"Anne yeter artık lütfen." dediğimde annem elindeki kaşığı tepsiye koydu.
"Güzel kızım. Toparlanman lazım." dediğinde gözlerim gözlerini buldu.
Anlaması bu kadar zor olmamalı. Benim toparlanmam için yemeğe değil Bera'ya ihtiyacım vardı.
İçimde bir türlü affedemediğim Bera'ma. Ölümün kıyısında olsam da aklımda olan sevdiğime. Tecavüze uğrayacakken kurtaran kahramanıma.
Beni anlamıyordu kimse. Durmadan kapıya bakan gözlerimi, aklımda sürekli dolanan sahneleri, rüyalarıma bile giren şehit törenlerini...
Benim Bera'ya ihtiyacım vardı. Önce ona sımsıkı sarılmam, sonra ise süründürmem lazımdı.
Benim arkamdan iş çevirdiği için hemde beni bu halimle bırakıp dağa gittiği için.

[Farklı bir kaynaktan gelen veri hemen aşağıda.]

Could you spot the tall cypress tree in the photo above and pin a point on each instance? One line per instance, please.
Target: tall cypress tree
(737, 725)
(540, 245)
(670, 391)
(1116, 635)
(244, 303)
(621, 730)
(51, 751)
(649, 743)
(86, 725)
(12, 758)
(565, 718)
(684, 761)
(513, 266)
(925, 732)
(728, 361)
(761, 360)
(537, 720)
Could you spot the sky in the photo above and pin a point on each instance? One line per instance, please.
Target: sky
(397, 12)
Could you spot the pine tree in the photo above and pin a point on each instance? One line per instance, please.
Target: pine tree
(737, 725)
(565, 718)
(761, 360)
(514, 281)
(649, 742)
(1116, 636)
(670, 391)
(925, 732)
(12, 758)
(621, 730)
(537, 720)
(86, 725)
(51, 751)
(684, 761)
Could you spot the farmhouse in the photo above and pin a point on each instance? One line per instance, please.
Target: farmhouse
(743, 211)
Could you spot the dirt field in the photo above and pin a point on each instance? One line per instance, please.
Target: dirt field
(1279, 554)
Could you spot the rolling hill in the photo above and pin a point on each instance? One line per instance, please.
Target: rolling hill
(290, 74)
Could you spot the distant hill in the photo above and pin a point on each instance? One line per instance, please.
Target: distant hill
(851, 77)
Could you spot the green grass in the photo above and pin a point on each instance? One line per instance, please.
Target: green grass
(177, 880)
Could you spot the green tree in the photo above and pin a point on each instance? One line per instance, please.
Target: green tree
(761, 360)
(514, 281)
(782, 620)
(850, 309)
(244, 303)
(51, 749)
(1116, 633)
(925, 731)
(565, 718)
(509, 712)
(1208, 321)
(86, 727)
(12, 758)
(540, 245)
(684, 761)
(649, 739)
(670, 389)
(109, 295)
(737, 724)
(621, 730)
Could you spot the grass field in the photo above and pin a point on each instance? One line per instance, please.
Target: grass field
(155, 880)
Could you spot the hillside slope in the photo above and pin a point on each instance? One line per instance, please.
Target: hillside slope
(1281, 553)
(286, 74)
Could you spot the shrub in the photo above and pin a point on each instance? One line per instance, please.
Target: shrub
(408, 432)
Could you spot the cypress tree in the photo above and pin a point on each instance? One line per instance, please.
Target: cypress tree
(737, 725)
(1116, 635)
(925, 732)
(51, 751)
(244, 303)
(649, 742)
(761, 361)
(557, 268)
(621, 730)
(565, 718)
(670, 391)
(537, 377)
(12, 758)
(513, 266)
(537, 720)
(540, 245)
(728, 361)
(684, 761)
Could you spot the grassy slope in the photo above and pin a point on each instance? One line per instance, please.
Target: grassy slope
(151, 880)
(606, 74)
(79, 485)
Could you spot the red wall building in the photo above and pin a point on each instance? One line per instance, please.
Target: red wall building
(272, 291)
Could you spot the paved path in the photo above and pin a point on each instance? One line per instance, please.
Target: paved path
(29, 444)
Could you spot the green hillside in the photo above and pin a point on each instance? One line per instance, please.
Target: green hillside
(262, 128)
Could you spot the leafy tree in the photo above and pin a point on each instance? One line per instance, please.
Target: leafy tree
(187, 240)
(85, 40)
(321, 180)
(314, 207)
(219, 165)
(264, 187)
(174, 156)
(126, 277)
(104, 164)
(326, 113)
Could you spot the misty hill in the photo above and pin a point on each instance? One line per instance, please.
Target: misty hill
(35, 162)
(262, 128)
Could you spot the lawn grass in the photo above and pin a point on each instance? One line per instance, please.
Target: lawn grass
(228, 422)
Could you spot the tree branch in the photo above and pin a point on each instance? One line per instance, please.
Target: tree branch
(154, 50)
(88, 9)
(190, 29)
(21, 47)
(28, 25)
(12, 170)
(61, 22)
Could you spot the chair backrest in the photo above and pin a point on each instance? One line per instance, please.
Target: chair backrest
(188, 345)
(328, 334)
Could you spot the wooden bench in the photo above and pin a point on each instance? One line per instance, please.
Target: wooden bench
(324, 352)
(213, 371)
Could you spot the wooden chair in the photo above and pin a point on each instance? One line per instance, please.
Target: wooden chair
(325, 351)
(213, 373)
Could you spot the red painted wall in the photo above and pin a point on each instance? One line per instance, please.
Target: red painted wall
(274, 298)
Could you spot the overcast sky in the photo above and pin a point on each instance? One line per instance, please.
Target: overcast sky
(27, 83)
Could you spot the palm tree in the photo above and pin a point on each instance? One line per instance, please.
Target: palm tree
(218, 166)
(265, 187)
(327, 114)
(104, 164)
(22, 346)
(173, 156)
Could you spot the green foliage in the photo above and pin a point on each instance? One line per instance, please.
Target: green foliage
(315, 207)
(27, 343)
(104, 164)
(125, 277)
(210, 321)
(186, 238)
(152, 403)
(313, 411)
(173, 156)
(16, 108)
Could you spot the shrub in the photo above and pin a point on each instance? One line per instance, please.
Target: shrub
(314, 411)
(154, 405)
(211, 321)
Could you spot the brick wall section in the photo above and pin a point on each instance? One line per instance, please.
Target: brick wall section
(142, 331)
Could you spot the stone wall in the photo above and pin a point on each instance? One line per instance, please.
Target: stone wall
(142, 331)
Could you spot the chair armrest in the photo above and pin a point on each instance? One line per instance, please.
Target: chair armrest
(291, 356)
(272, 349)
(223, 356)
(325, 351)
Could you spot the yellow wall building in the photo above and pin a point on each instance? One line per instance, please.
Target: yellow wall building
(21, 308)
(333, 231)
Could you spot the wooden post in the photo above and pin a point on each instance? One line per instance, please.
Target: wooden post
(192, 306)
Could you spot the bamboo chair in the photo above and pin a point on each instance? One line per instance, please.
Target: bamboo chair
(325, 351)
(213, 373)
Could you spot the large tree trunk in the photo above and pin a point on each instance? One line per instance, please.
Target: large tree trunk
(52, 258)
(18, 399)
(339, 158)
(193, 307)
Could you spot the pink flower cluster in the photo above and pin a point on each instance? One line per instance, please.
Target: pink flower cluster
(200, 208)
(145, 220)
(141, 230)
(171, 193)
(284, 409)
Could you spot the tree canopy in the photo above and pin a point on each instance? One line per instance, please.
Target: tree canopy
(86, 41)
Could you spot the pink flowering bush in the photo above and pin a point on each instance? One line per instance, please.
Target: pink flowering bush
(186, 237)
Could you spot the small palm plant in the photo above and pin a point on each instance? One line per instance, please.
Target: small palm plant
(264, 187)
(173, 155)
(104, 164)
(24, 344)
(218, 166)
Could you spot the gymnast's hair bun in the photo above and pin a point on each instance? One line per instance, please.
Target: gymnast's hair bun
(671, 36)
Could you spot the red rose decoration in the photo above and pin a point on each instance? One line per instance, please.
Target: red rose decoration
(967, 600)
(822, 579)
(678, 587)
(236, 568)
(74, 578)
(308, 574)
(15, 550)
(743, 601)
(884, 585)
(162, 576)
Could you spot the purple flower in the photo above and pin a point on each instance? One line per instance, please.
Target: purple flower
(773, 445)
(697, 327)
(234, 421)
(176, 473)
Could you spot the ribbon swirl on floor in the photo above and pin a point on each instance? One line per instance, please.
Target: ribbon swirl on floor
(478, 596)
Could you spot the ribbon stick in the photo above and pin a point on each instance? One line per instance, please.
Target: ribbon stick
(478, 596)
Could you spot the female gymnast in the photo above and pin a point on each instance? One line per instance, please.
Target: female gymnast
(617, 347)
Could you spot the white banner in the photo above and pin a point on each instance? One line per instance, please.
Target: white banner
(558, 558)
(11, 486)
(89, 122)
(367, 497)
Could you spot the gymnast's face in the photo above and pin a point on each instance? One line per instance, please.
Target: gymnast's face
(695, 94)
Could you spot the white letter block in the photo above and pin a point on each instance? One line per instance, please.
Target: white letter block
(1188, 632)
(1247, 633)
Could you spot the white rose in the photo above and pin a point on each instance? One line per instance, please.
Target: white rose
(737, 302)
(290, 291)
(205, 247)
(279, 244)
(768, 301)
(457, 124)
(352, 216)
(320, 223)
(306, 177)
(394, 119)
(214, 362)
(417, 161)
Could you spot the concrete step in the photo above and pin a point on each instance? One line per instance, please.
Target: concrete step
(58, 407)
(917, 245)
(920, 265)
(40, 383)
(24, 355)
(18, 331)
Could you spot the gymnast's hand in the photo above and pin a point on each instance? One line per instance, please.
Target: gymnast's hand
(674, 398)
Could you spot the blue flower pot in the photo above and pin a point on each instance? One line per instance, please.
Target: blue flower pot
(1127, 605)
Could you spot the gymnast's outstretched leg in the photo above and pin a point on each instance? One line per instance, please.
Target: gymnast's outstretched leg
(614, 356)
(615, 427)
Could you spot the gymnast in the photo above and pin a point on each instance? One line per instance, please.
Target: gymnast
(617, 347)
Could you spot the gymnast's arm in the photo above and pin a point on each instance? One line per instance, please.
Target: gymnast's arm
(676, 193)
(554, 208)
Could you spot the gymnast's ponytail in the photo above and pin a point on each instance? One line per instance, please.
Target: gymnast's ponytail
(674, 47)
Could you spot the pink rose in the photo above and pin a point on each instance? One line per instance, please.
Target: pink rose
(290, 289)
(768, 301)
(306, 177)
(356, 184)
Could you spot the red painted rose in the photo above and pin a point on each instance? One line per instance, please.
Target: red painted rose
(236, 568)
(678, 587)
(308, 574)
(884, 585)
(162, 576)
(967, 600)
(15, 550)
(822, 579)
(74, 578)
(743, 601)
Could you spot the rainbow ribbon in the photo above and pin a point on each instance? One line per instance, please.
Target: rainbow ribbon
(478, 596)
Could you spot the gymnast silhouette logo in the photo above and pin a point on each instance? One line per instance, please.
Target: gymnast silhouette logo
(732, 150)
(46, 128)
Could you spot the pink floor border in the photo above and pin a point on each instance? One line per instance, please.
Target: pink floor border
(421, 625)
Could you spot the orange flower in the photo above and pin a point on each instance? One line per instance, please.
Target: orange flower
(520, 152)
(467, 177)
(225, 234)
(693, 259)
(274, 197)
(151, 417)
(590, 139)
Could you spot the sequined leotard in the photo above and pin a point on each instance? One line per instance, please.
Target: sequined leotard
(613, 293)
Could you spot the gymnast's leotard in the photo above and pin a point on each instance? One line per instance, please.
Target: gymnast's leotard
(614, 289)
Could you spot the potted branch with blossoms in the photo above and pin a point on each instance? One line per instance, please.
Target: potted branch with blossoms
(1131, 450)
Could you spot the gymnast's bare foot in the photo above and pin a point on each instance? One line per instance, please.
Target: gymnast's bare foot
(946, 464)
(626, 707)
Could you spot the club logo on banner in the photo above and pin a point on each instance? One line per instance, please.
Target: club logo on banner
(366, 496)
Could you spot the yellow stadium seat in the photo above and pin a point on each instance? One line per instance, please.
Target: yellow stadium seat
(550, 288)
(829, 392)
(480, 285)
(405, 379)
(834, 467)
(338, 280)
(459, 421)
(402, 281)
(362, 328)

Lanet olası adam. Boyun posun devrilsin. Masanın köşesine serçe parmağını vur. Tuvalete girdiğinde terlik ıslak olsunda çorabın ıslansın.
"Anne yetti gerçekten. Canım istemiyor."
En sonunda pes etmiş olacak ki tepsiyi kenara bırakıp odadan çıktı.
Üç gün oluyordu hastaneye yatalı. Üç gün oluyor beni bırakıp gideli. Üç gün oluyor gözlerim her yerde onu ararken ağzımı açıp kimseye birşey soramayalı.
İlk geldiğimiz gün abim Umut'un dağda kaldığını söylemiş ve sağ salim gelecek demişti.
Ama gelmemişti.
Reva mıydı bu bana?
Oysa bırakıp giden bendim. Ama olmayan yine oydu. Biz neden mutlu olamıyorduk? Neden arkamdan iş çevirmişti? Neden beni o halde bırakmıştı? Neden yanımda gelmemişti?
Dediklerini duymuştum. Yarı baygında olsam söyledikleri aklımdaydı. Linda'nın peşinden gitmişti. Alex de onunla kalmıştı.
Normalde üç günde vücut olarak toparlanmıştım. Ama geceleri kabusum, gündüzleri bilincim benim katilimdi.
Alex'e her zaman karşı koyuyordum. Ama bacağıma yediğim kurşun, kaybettiğim kan, yediğim yumruklar gücümü benden almıştı. Kurşun sesleri başladığı gibi beni çekiştire çekiştire götürmüştü o mağaraya.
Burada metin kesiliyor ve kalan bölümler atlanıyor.